Seul souci de taille, c'est en voiture électrique qu'ils devront effectuer le long trajet puisque l'approvisionnement en carburant a cessé depuis quelque temps. Leur vieille auto polluante restera au garage où elle achèvera son existence sans trouver le moindre acheteur. Les casses n'en veulent plus du reste puisqu'il n'y a plus d'argent à gagner dans le recyclage de ces témoins d'un passé révolu.
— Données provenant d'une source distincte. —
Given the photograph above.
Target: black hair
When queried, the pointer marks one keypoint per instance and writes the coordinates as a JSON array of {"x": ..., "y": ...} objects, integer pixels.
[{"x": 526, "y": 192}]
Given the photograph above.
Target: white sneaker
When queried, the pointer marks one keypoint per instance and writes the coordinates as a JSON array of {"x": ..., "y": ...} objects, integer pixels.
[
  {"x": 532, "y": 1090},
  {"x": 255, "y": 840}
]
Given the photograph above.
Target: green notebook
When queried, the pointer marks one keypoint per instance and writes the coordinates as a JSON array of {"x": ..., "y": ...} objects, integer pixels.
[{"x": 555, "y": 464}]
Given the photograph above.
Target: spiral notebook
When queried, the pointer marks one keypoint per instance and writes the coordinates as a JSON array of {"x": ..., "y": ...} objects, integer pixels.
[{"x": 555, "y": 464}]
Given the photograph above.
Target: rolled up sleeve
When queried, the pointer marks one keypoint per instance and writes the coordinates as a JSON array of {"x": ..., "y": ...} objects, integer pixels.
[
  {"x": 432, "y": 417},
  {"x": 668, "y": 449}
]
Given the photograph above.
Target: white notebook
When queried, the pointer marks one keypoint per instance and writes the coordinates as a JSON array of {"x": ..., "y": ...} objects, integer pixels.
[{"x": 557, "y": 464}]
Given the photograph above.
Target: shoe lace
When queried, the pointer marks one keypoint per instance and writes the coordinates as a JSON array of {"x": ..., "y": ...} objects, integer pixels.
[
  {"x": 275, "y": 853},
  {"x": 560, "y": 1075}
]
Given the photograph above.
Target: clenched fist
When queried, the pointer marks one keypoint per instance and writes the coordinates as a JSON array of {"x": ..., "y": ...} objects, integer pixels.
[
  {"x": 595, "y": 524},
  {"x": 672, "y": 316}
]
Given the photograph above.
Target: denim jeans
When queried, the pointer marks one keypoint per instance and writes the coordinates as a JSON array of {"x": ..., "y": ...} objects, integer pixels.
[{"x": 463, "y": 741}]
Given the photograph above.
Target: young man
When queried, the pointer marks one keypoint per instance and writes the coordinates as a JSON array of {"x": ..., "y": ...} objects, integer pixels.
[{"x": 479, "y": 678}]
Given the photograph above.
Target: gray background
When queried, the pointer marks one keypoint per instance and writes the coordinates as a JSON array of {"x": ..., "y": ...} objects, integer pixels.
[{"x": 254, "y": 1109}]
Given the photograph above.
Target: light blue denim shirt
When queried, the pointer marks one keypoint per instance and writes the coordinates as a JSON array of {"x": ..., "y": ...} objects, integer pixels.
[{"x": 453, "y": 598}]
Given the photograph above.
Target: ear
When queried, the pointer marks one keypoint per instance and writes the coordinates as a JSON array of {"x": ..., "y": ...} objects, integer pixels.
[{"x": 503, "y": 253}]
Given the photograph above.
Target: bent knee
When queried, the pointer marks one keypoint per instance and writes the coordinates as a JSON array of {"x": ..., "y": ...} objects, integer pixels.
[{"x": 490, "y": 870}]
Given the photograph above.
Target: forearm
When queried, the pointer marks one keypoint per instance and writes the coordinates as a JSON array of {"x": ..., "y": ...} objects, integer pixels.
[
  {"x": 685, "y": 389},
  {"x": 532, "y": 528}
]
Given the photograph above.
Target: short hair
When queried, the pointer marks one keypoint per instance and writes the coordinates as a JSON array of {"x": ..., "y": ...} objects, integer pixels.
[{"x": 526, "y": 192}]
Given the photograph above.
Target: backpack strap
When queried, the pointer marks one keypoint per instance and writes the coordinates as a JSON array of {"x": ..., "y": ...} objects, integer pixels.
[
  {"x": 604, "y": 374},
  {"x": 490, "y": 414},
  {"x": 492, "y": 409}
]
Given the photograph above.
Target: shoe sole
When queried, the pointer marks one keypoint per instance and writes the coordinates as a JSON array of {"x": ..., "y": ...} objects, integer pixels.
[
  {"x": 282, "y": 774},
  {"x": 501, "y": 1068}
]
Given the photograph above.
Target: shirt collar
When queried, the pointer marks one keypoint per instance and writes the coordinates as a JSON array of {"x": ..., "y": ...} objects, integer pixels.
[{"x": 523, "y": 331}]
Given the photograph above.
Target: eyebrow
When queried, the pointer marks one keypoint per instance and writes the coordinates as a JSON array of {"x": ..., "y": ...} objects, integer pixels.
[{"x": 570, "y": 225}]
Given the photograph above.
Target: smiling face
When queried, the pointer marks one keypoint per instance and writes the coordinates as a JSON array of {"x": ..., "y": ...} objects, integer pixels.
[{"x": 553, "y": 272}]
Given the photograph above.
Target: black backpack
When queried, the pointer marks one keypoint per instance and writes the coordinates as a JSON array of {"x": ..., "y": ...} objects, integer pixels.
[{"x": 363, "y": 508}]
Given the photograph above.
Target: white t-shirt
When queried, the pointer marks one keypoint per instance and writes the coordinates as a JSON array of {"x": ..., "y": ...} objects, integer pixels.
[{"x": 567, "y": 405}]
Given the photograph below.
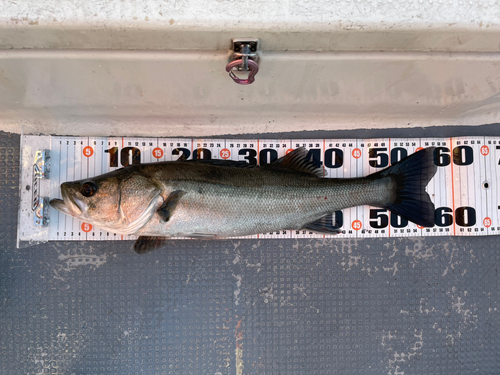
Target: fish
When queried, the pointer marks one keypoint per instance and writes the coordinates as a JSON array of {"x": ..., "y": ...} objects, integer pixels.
[{"x": 223, "y": 198}]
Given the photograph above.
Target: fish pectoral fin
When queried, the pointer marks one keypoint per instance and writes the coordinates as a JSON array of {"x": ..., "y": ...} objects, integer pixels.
[
  {"x": 326, "y": 225},
  {"x": 59, "y": 205},
  {"x": 168, "y": 207},
  {"x": 145, "y": 245}
]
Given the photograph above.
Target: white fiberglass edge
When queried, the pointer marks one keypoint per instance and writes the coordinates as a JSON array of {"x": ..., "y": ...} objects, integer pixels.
[{"x": 144, "y": 93}]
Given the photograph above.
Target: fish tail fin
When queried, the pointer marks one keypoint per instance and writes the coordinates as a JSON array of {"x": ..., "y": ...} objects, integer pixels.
[{"x": 411, "y": 176}]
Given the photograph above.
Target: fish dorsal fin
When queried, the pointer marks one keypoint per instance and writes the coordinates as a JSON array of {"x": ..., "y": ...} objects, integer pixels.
[{"x": 298, "y": 161}]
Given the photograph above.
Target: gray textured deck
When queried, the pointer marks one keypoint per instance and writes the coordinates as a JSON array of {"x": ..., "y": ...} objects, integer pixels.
[{"x": 374, "y": 306}]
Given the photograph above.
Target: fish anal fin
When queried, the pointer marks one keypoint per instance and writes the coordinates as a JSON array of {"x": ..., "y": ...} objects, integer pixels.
[
  {"x": 145, "y": 245},
  {"x": 299, "y": 160},
  {"x": 326, "y": 225},
  {"x": 168, "y": 207}
]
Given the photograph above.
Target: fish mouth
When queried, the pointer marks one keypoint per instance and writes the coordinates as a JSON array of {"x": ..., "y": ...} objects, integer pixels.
[{"x": 68, "y": 205}]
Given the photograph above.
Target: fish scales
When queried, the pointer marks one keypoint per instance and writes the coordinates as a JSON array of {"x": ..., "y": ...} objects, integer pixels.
[
  {"x": 217, "y": 198},
  {"x": 226, "y": 201}
]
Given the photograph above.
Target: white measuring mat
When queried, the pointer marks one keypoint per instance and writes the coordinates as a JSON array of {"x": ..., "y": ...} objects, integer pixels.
[{"x": 464, "y": 189}]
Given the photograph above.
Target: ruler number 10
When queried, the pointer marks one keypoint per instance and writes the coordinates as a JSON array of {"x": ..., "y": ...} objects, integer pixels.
[{"x": 127, "y": 156}]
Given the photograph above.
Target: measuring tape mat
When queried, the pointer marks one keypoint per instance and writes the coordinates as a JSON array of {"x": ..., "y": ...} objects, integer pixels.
[{"x": 464, "y": 189}]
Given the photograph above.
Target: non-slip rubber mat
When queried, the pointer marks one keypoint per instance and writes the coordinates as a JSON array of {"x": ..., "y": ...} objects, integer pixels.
[{"x": 264, "y": 306}]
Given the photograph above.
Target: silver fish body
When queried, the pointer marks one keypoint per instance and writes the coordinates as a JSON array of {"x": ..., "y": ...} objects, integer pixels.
[{"x": 228, "y": 199}]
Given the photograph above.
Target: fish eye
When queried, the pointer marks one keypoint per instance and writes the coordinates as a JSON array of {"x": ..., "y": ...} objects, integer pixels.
[{"x": 88, "y": 189}]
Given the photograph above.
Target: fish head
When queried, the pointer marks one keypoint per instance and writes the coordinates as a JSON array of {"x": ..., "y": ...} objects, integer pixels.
[{"x": 117, "y": 202}]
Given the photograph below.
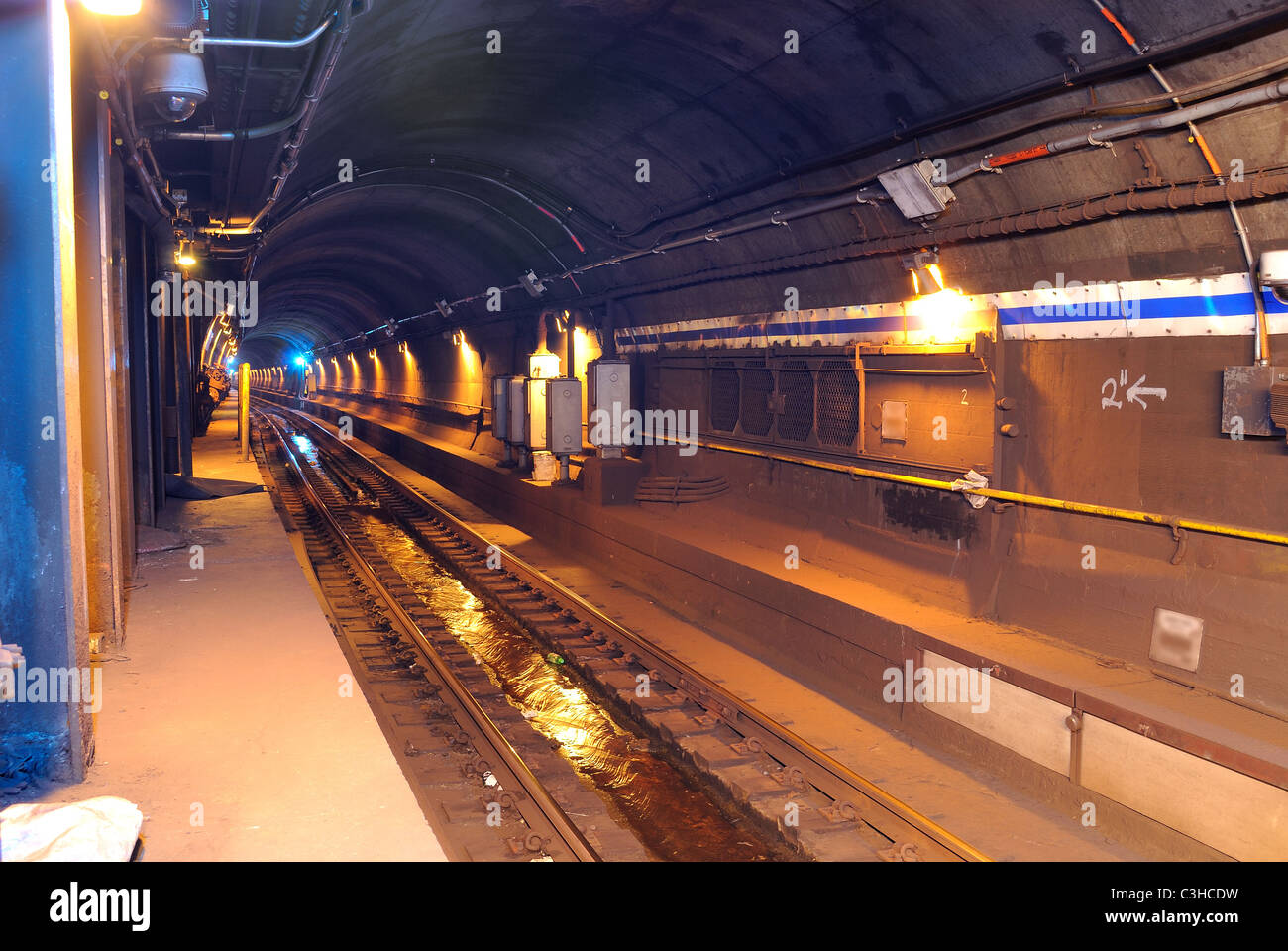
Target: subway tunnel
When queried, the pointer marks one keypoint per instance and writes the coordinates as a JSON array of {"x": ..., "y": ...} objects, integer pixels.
[{"x": 652, "y": 431}]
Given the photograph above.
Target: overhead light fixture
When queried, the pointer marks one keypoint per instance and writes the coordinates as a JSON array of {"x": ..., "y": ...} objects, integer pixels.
[
  {"x": 532, "y": 285},
  {"x": 184, "y": 257},
  {"x": 926, "y": 276},
  {"x": 112, "y": 8},
  {"x": 913, "y": 189},
  {"x": 174, "y": 81}
]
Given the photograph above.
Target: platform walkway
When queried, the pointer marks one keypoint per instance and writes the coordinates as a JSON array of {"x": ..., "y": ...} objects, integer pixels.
[{"x": 222, "y": 714}]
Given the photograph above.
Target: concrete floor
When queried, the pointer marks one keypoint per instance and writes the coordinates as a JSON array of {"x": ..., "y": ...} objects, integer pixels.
[{"x": 223, "y": 716}]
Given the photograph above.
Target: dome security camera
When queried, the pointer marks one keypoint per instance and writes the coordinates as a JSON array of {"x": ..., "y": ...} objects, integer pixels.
[{"x": 174, "y": 81}]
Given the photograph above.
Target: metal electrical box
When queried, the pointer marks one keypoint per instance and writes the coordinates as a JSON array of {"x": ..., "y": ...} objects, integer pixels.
[
  {"x": 608, "y": 389},
  {"x": 515, "y": 410},
  {"x": 535, "y": 414},
  {"x": 563, "y": 415},
  {"x": 501, "y": 407}
]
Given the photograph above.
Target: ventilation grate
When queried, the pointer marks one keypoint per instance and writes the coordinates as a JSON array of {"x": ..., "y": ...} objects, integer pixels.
[
  {"x": 837, "y": 403},
  {"x": 797, "y": 388},
  {"x": 725, "y": 393},
  {"x": 758, "y": 388}
]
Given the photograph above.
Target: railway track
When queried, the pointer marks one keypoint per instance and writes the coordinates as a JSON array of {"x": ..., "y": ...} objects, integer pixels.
[
  {"x": 822, "y": 805},
  {"x": 501, "y": 804}
]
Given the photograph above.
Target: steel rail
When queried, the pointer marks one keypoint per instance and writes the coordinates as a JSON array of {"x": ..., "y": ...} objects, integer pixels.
[
  {"x": 550, "y": 810},
  {"x": 831, "y": 778}
]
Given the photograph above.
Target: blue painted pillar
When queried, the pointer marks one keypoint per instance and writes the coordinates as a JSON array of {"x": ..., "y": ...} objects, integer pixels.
[{"x": 43, "y": 587}]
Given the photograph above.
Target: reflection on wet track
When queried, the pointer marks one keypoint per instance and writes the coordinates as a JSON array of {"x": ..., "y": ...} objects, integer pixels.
[{"x": 671, "y": 818}]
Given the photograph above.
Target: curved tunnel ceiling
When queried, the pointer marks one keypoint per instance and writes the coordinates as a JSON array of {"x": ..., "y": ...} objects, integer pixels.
[{"x": 471, "y": 167}]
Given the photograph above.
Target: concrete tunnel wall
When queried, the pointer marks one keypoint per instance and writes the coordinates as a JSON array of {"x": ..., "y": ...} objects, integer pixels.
[{"x": 342, "y": 262}]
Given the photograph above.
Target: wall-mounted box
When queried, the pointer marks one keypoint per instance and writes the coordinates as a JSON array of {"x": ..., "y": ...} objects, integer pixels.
[
  {"x": 501, "y": 407},
  {"x": 516, "y": 411},
  {"x": 535, "y": 414},
  {"x": 608, "y": 389},
  {"x": 563, "y": 415}
]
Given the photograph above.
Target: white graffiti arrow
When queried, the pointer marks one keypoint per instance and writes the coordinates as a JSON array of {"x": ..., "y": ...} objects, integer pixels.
[{"x": 1136, "y": 392}]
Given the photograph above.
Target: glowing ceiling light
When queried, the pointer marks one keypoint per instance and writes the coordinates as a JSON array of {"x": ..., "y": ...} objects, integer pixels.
[{"x": 112, "y": 8}]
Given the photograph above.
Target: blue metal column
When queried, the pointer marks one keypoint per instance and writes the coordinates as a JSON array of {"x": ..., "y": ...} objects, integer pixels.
[{"x": 43, "y": 590}]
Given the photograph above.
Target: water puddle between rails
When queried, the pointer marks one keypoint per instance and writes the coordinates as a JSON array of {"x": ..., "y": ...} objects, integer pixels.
[{"x": 671, "y": 818}]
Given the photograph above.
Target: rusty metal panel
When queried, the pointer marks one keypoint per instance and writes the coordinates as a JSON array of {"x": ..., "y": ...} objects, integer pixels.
[
  {"x": 1177, "y": 639},
  {"x": 1245, "y": 396}
]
Ce bel SUV qui fut un achat de folie va désormais servir de cabane pour les petits enfants, achevant son existence au milieu d'une pelouse qui au fil des années de disette a laissé place à un potager de survie. Il fut même longtemps question d'en faire un poulailler ; nécessité oblige mais les volailles ne se plurent pas dans cet habitacle, préférant un abri plus rudimentaire en bois.
Ils s'y prirent juste à temps pour louer un véhicule. Ils n'eurent d'ailleurs pas droit au chapitre, prenant le dernier modèle disponible à la location, une voiture électrique de première génération. Ils ne savaient pas à quel péril ils allaient s'exposer. Mais qu'importe les désagréments, l'essentiel pour eux était de recharger les batteries dans une de nos belles et lointaines provinces françaises.
Le jour prévu pour le départ, ils connurent un premier désagrément. Le loueur n'avait pas eu l'opportunité de faire le plein d'électricité. Entre les différentes coupures, les heures de restriction et les jours de carence, il avait tout juste eu le temps de gonfler à bloc les nouveaux modèles. Cette dernière auto était restée en carafe, ils devraient revenir le lendemain et ainsi éviter les bouchons.
Le lendemain, rien n'avait évolué. Des incidents graves dans diverses centrales avaient occasionné une panne générale. Le pays entier était aux arrêts, la fée électricité broyant du noir. La situation mit trois jours à se rétablir. Ils purent enfin récupérer leur engin, les batteries bonnes pour le service.
Ils se lancèrent dans un flot ininterrompu de véhicules qui avaient connu les mêmes désagréments. La circulation, loin d'être fluide, mit à rude épreuve la résistance de la vieille réserve électrique. Bien avant les prévisions affichées par le loueur et le constructeur, un voyant s'alluma pour réclamer une pause prise.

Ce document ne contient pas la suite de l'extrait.